If you decide to use property managers, research first.  I got mine on the recommendation of a family friend.  While they are the cheapest in town and they haven't done me wrong, they certainly aren't the best.  I need to stay on them to ensure things like repairs are done.  It took me asking 4 times over 5 years to get a simple mailbox replaced.  Also, whether you live in the area or not, I suggest checking on the properties, inside and out, at least once a year.  This is how I found out one of the mail boxes was rusting out and the door was off it.  The tenant apparently hadn't complained and the property managers hadn't noticed (or cared).  (Why do I keep them?  Like I said, I'm terrible at being the bad guy!  Not to mention, the mom of one of my high school friends is my manager.  Doh!)

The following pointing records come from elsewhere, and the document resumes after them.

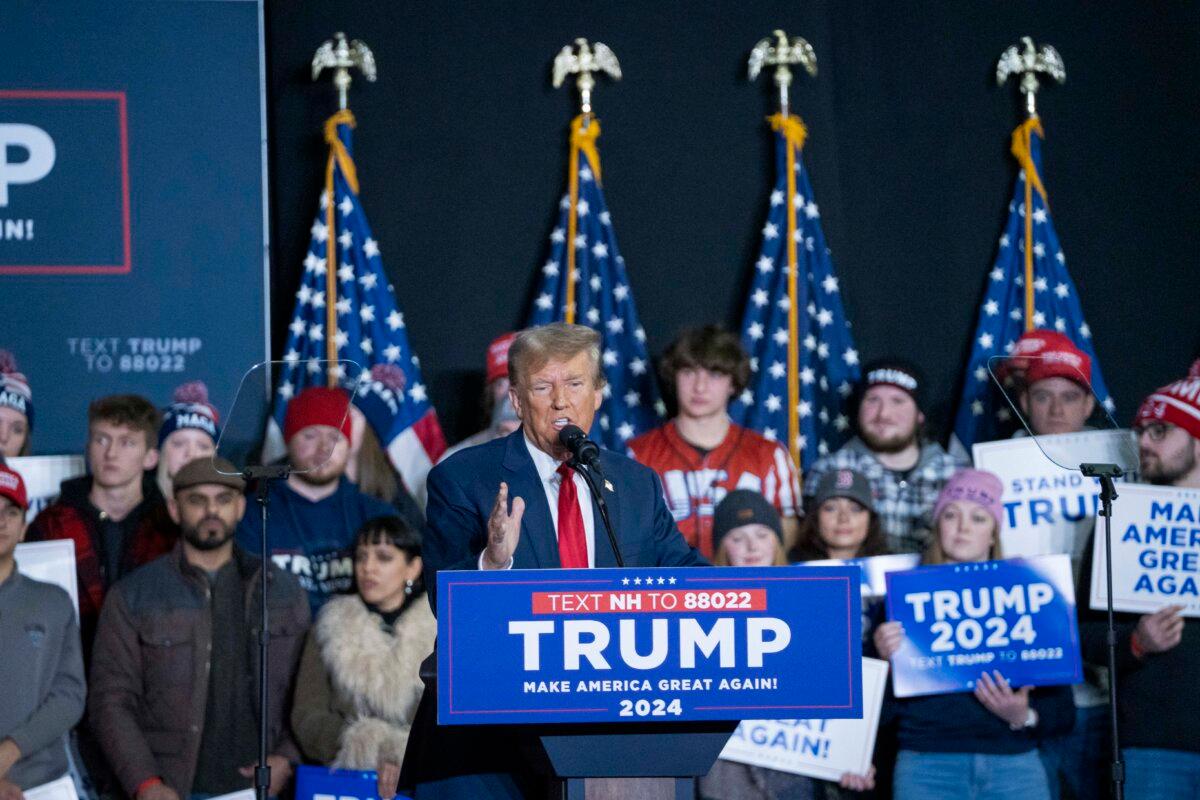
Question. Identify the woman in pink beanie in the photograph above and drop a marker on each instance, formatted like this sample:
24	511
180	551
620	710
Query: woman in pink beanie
981	745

If you have a tendency to make rash decisions, bring someone who is level headed with you.  I also have a time-line, myself.  I see the property several times and take 2 weeks to make a decision.  That way I know for sure it's what I want.  But I know in some areas, this isn't possible.  Also, if it's a real steal, that wouldn't work, either.  I've only lost one property this way (and I do regret it), but for me, it's worth the chance of losing it.  In the time I thought or re-looked at places, I decided against them, so it's saved me, personally.  But you know yourself and know what's best for you.

I also recommend starting out just looking to get a feel for what's out there.  Don't buy the 1st house you see or buy in the 1st week.  Chances are, you aren't going to find a real winner right off the bat.  And even if you miss out, there are others out there.  Use this time to practice on your worksheets and get an idea for what's a really good deal and what's just a deal.

I think this is all the wisdom I have.  GOOD LUCK!

At this stage you do not need anyone else's guidance. You must first learn the basics of money management, investing, real estate and business management.

Step one..6 months to a year of self education through reading, listening to pod casts and researching on forums such as BP.

With todays technology 80% of what you need to learn is out there you simply need to dig in and digest everything you can find.